Money: Credit Unions – Owned By Their Customers
Instead of being owned by shareholders like chartered banks, credit unions and caisses populaires are owned and controlled by their members. Their main purpose is providing financial services to members.
To become a customer of a credit union or caisse populaire, you must become a member. The cost of joining ranges from $5 to $125. This makes you a shareholder and gives you one vote, no matter how much money you have in your account. Members can vote for the board of directors, run for election, attend annual meetings and vote on motions. As shareholders, members also receive dividends and profit sharing.

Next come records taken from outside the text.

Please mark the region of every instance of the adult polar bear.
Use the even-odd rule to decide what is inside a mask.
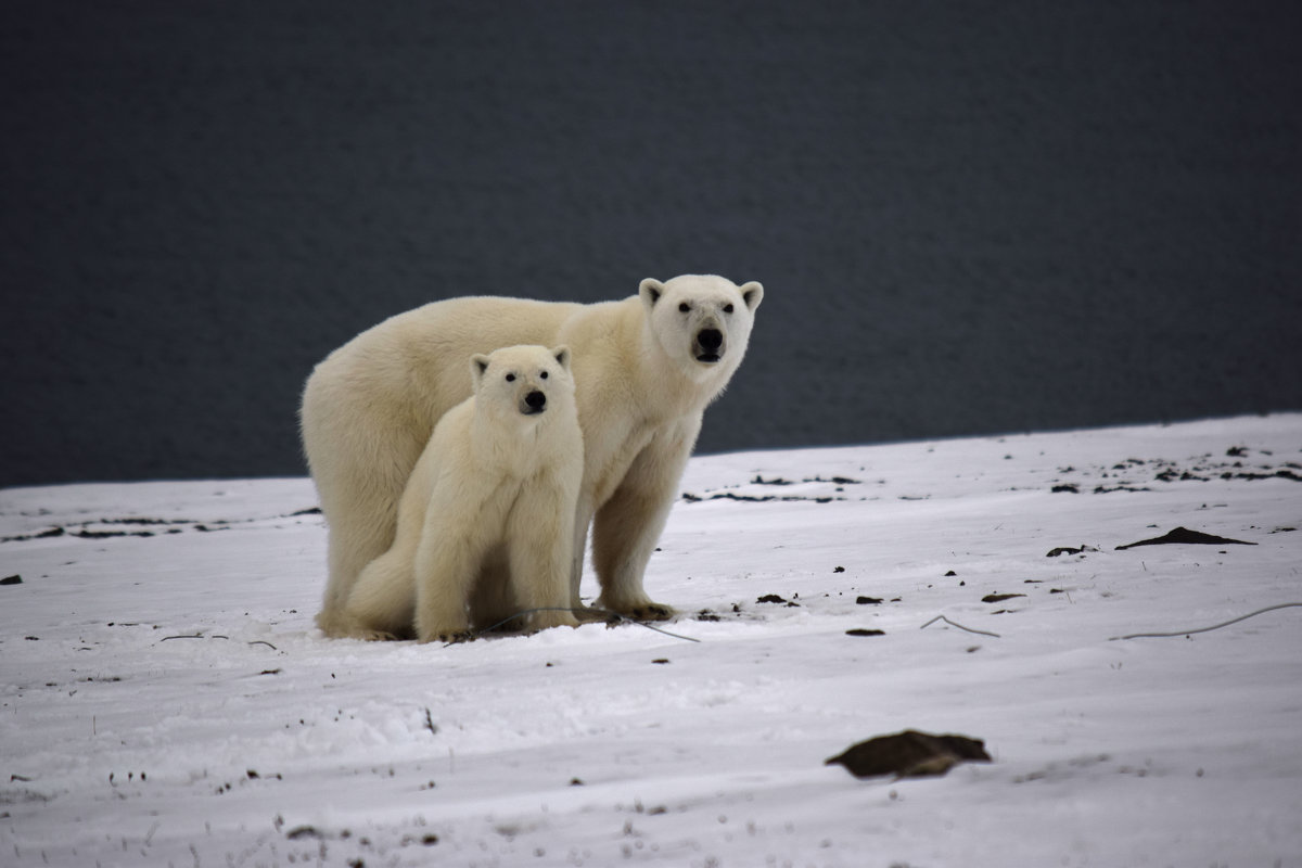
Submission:
[[[307,379],[302,433],[329,526],[329,623],[362,569],[393,543],[397,504],[435,423],[471,393],[471,355],[516,344],[573,351],[583,483],[570,603],[589,524],[598,605],[668,618],[642,576],[669,515],[706,406],[746,353],[758,282],[717,276],[643,280],[618,302],[470,297],[398,314],[335,350]]]

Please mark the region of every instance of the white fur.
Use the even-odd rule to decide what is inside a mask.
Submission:
[[[398,504],[388,552],[344,605],[323,612],[332,636],[415,630],[453,639],[535,608],[566,609],[583,441],[568,347],[512,346],[473,357],[474,396],[439,420]],[[543,396],[539,410],[530,406]],[[577,626],[570,612],[527,626]],[[526,626],[526,625],[514,625]]]
[[[702,414],[741,363],[763,294],[758,282],[687,275],[647,278],[637,295],[596,305],[454,298],[393,316],[332,353],[309,377],[302,406],[303,445],[331,534],[319,621],[329,621],[362,569],[392,544],[397,502],[430,429],[470,394],[465,359],[514,344],[574,351],[585,470],[572,605],[579,605],[591,524],[599,605],[668,617],[672,610],[646,595],[643,573]],[[702,344],[707,329],[720,346]]]

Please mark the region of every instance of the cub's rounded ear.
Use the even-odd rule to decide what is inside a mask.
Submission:
[[[480,353],[470,357],[470,381],[477,389],[479,388],[479,381],[484,377],[484,371],[488,370],[488,357]]]
[[[569,351],[568,346],[561,345],[561,346],[552,347],[552,355],[556,357],[556,363],[557,364],[560,364],[562,368],[565,368],[566,371],[569,371],[570,351]]]
[[[647,277],[641,284],[638,284],[638,295],[642,297],[642,303],[647,307],[655,307],[655,303],[660,301],[660,295],[664,293],[664,284],[661,284],[655,277]]]

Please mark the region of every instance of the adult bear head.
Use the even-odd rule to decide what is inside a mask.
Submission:
[[[741,364],[764,288],[715,275],[682,275],[638,286],[661,350],[693,380],[727,380]]]

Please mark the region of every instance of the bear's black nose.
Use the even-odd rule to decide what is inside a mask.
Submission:
[[[724,333],[717,328],[703,328],[700,333],[697,334],[697,341],[700,344],[700,349],[716,351],[724,342]]]

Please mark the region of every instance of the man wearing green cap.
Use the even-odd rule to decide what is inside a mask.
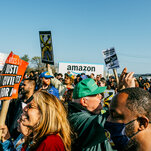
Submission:
[[[72,145],[74,151],[112,151],[105,136],[104,123],[107,113],[101,114],[101,93],[106,87],[98,87],[91,78],[80,81],[73,91],[69,104],[69,121],[76,133]]]

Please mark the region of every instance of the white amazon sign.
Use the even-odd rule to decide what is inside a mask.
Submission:
[[[97,74],[104,75],[104,65],[93,63],[59,62],[59,73],[65,74],[67,72],[74,75],[81,73],[85,73],[86,75],[94,73],[95,76]]]

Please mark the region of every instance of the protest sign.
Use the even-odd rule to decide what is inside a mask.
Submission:
[[[70,72],[73,75],[85,73],[90,75],[104,75],[104,64],[101,63],[77,63],[77,62],[59,62],[59,73],[63,75]]]
[[[28,63],[11,52],[0,74],[0,100],[16,99]]]
[[[119,62],[114,48],[102,50],[102,53],[108,69],[119,68]]]
[[[0,71],[2,71],[3,66],[5,64],[5,60],[7,59],[8,54],[6,53],[0,53]]]
[[[42,62],[54,65],[51,31],[39,31],[39,36]]]

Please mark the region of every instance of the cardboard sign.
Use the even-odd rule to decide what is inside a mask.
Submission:
[[[118,58],[114,48],[103,50],[104,61],[108,69],[119,68]]]
[[[39,36],[42,62],[54,65],[51,31],[40,31]]]
[[[16,99],[28,62],[11,52],[0,74],[0,100]]]
[[[7,59],[8,54],[6,53],[0,53],[0,71],[2,71],[3,66],[5,64],[5,60]]]

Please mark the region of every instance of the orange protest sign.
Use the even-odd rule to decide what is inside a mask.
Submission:
[[[11,52],[0,74],[0,100],[16,99],[28,62]]]

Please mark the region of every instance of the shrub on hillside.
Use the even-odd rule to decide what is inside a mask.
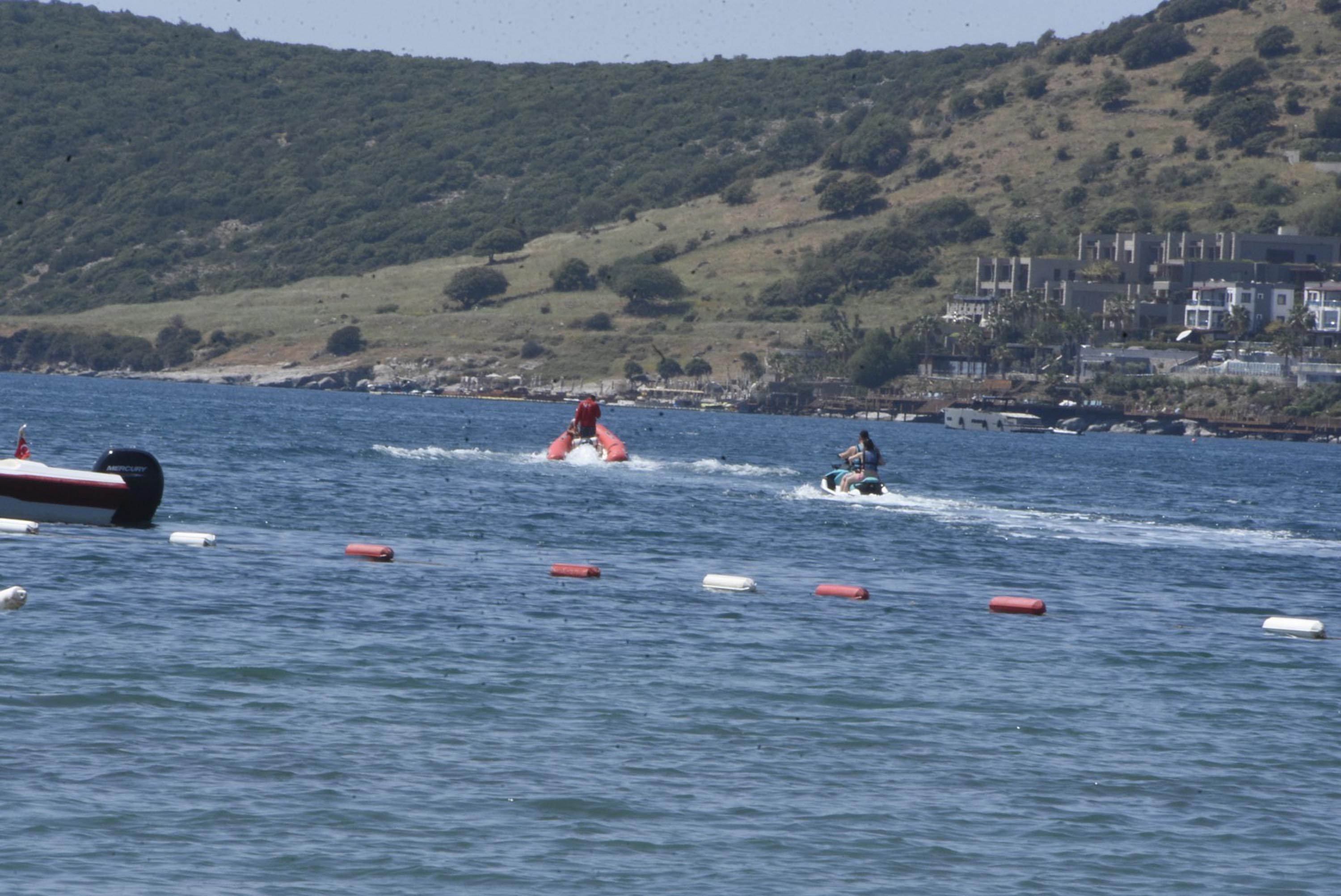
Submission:
[[[826,168],[854,168],[870,174],[888,174],[904,164],[912,129],[889,113],[872,113],[852,134],[825,153]]]
[[[1215,80],[1211,82],[1211,93],[1232,94],[1270,76],[1271,72],[1267,71],[1261,59],[1247,56],[1216,75]]]
[[[657,376],[662,380],[669,380],[670,377],[683,377],[684,368],[675,358],[661,358],[657,362]]]
[[[1084,47],[1086,52],[1096,56],[1116,55],[1122,51],[1122,47],[1125,47],[1126,43],[1136,36],[1136,32],[1140,31],[1144,24],[1144,16],[1126,16],[1125,19],[1118,19],[1102,31],[1096,31],[1088,36]]]
[[[489,296],[507,292],[507,278],[493,268],[468,267],[452,275],[443,292],[460,302],[463,309],[473,309]]]
[[[920,233],[929,245],[972,243],[992,232],[987,219],[957,196],[913,207],[908,212],[908,228]]]
[[[727,205],[748,205],[755,201],[754,180],[742,177],[721,190],[721,201]]]
[[[1094,89],[1094,105],[1104,111],[1117,111],[1126,105],[1126,94],[1132,93],[1132,82],[1112,71],[1104,72],[1104,80]]]
[[[555,270],[550,271],[550,283],[555,292],[578,292],[581,290],[594,290],[595,278],[591,268],[582,259],[569,259]]]
[[[154,338],[154,349],[162,358],[164,366],[176,368],[189,362],[196,354],[200,343],[200,330],[188,327],[180,314],[174,314],[168,326],[158,331]]]
[[[499,252],[516,252],[523,245],[526,245],[526,237],[523,237],[518,231],[507,227],[499,227],[475,240],[475,245],[471,247],[471,254],[487,255],[492,262],[493,256]]]
[[[870,174],[857,174],[829,184],[819,194],[819,209],[834,215],[861,215],[876,211],[872,208],[880,196],[880,182]]]
[[[1192,121],[1198,127],[1238,146],[1250,137],[1261,135],[1279,117],[1281,113],[1270,97],[1246,94],[1207,103],[1192,114]]]
[[[945,110],[955,118],[968,118],[978,111],[978,101],[968,91],[959,91],[951,95],[945,103]]]
[[[1183,36],[1183,25],[1157,23],[1136,32],[1122,52],[1128,68],[1149,68],[1192,52],[1192,44]]]
[[[1317,200],[1294,212],[1294,225],[1301,233],[1316,236],[1341,236],[1341,203]]]
[[[614,329],[614,322],[610,321],[610,315],[606,314],[605,311],[597,311],[595,314],[593,314],[587,319],[582,321],[582,323],[579,326],[583,330],[593,330],[593,331],[613,330]]]
[[[1252,39],[1252,48],[1258,51],[1259,56],[1283,56],[1287,52],[1297,51],[1298,47],[1294,46],[1294,32],[1285,25],[1271,25],[1270,28],[1262,30],[1257,38]]]
[[[1313,127],[1318,137],[1341,138],[1341,106],[1313,110]]]
[[[1192,21],[1240,7],[1242,3],[1243,0],[1169,0],[1160,7],[1157,16],[1160,21]]]
[[[689,363],[684,365],[684,376],[703,378],[712,376],[712,365],[703,358],[689,358]]]
[[[801,168],[819,158],[826,145],[825,131],[814,118],[798,118],[783,125],[764,146],[764,153],[783,168]]]
[[[1030,99],[1038,99],[1047,93],[1047,75],[1030,75],[1021,82],[1019,89]]]
[[[611,271],[610,288],[634,302],[677,299],[684,283],[673,272],[653,264],[625,264]]]
[[[357,326],[347,326],[335,330],[326,339],[326,350],[331,354],[346,355],[363,350],[363,333]]]
[[[1183,70],[1183,76],[1173,82],[1173,86],[1183,91],[1183,97],[1204,97],[1211,93],[1211,85],[1220,74],[1220,67],[1210,59],[1198,59]]]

Almost all credit unions (outside Quebec) are shareholders in one of the nine provincial “Credit Union Centrals”, which provide wholesale lending and look after settlement of cheques and electronic payments for local credit unions. And all nine provincial centrals are the main shareholders of Credit Union Central of Canada (CUCC), which is responsible for making sure there is enough available cash at the national level. The CUCC is chartered and regulated by the federal government under the Cooperative Credit Associations Act and gives the credit union system a national voice on financial service issues.
Caisses populaires are more centralized than credit unions and operate under a single name. The Mouvement des caisses Desjardins consists of a network of caisses populaires in Quebec, Manitoba, New Brunswick and Ontario – as well as a holding company called the Desjardins-Laurentian Financial Corporation (DLFC). They are all members of the Fédération des caisses Desjardins du Québec. If you add together all their assets, the Mouvement des caisses Desjardins is the sixth largest deposit-taking institution in Canada (Dec. 31, 2001).
In addition to key service areas such as residential mortgage financing, consumer credit and deposit services, most credit unions offer term deposits, RRSPs, RRIFs and RESPs, business financial products and services, loans, financial counselling, trust and insurance services and more.
Credit unions tend to be very receptive to the special needs of members. During periods of economic difficulty in many parts of the country, for instance, some credit unions have developed innovative loan repayment options and adopted a sensitive approach to accommodate individual member needs.
There are more than 500 credit unions and caisses populaires in Canada with more than 4.5 million members and combined assets of almost 78.5 billion dollars. Canada has the world’s highest per capita membership in the credit union movement, with over 10 million members, or about one-third of the Canadian population.
The largest credit unions in Canada include:
BC based Vancity Savings, which owns Citizens Bank of Canada, serving members across the country by telephone, ATM, and the Internet.
Coast Capital Savings is Canada’s second largest credit union with $6.7 billion in assets and 44 branches across the Lower Mainland, Fraser Valley and Vancouver Island.
Meridian Credit Union, launched on April 1, 2005, the result of the merger of two of Ontario’s largest credit unions, NIAGARA Credit Union and HEPCOE Credit Union. Meridian is now the largest credit union in Ontario and the third largest in Canada.
Alterna Savings, which was formed by the merger of Metro Credit Union and CS CO-OP, . With 24 branches, approximately $1.8 billion in assets and over 190,000 members, Alterna Savings is now the second largest credit union in Ontario and one of the five largest in Canada.
Edmonton based Capital City is the largest credit union in Alberta and the fifth largest in Canada.
Employment in the sector increased from almost 41,000 employees in 1991 to about 56,400 in 2000 and, as with other financial institutions, a large proportion of their employees are immigrants.